The subject matter within this single key frame is something which rivals that of finest contemporary art, in the greatest of museums. If one hadn’t seen the full episode and simply focused on this image alone, it would truly be mind boggling as to what exactly is occurring. And even having seen the source of this still, it does indeed remain quite a head turning sight. While our focal point of onii-chan stabilizing on top of imouto-rin is more or less symmetrical, the image as a whole is not.
Amongst a poll of small discrepancies one can see if studying the image intently, the most notable differential between the right and left divides of the image is that the composition is off-set by the orange railing to the left.
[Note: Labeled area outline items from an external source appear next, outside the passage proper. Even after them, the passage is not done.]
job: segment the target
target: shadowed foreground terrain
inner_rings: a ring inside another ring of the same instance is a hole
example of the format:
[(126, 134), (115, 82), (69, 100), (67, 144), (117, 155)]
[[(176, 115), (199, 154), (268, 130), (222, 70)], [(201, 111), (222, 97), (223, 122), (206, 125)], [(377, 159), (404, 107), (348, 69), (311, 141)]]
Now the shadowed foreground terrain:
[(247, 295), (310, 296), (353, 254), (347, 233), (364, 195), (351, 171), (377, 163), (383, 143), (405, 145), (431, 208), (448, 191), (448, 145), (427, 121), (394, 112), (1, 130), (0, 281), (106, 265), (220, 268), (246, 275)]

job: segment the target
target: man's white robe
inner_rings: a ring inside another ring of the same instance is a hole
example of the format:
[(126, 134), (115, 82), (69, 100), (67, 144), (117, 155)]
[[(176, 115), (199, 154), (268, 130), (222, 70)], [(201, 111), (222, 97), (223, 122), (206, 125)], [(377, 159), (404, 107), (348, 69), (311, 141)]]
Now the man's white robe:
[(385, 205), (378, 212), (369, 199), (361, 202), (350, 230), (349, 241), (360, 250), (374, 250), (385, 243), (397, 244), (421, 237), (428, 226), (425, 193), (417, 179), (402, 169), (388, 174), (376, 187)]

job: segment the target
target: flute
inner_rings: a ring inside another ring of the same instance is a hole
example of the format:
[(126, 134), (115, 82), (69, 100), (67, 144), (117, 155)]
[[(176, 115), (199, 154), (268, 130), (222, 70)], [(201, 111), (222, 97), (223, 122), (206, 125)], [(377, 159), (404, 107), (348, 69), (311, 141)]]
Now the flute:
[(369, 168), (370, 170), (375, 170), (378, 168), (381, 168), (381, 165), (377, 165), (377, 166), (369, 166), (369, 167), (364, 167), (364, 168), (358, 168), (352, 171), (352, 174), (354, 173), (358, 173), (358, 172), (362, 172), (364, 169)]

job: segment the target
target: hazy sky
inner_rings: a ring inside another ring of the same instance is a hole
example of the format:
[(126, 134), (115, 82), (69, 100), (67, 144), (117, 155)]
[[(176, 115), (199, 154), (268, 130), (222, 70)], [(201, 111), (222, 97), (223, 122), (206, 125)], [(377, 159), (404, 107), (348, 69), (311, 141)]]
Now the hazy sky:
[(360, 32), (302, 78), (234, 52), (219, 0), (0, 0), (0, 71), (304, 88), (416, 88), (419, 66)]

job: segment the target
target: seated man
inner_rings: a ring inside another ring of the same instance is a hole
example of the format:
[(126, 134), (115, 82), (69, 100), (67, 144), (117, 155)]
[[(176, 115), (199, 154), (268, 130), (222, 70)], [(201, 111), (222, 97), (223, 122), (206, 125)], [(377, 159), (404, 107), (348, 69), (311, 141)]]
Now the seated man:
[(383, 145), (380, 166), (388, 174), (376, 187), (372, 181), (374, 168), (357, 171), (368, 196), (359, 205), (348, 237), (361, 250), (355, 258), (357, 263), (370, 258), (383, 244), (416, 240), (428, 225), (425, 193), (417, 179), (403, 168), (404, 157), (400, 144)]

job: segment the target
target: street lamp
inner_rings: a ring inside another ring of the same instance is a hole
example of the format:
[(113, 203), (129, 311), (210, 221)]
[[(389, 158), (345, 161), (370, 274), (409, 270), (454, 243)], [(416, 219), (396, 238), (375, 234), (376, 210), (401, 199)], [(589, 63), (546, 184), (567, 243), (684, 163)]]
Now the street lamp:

Now keeping in mind the hue of this miniature fence, look to the sky which varies in gradients of blue – going from a darker shade on the right, to a lighter on the left. The blue complements the orange, yet the direct shade of blue to do this is darkest of the blues to be seen – thus more simply, this means that the complementing colors have been set diagonally from each other, allowing the artist to visually balance out the work, and enabling the foreground to act as center stage for Shuragi-kun and his imouto.
At this point the artist has the background in a state of harmony, making it the “stage” for our “lead singer”, who in this case would be the focal point of imouto and Arararagi – yet the lead singer must always stand out from the stage. The intercessions of soft yet intense white take care of this by washing out the background – ensuring it doesn’t overpower our main focus.
We’ve already contemplated much, however we’ve yet to even think of the pattern present – something especially notorious in the Monogatari series’ artwork. The railing is all done to precision, with gaps at a very specific increment – whilst opposite it to the right, the homes are all tiled and cross hatched as far as the eye can see. Both of these facets, along with everything else within, even the small ledges of concrete to each side, and the power lines above, all go back to a vanishing point responsible for the perspective effect.
In the case of this artwork, the vanishing point is the small puddle of white behind Karen-tan which interestingly, expands to escape slightly to to her right side – being only partially hidden.
All of this consideration and we’ve yet to even speak of the shadow seen throughout the art piece, let alone the many thousands of other incredible frames to be found within the remainder of the episode.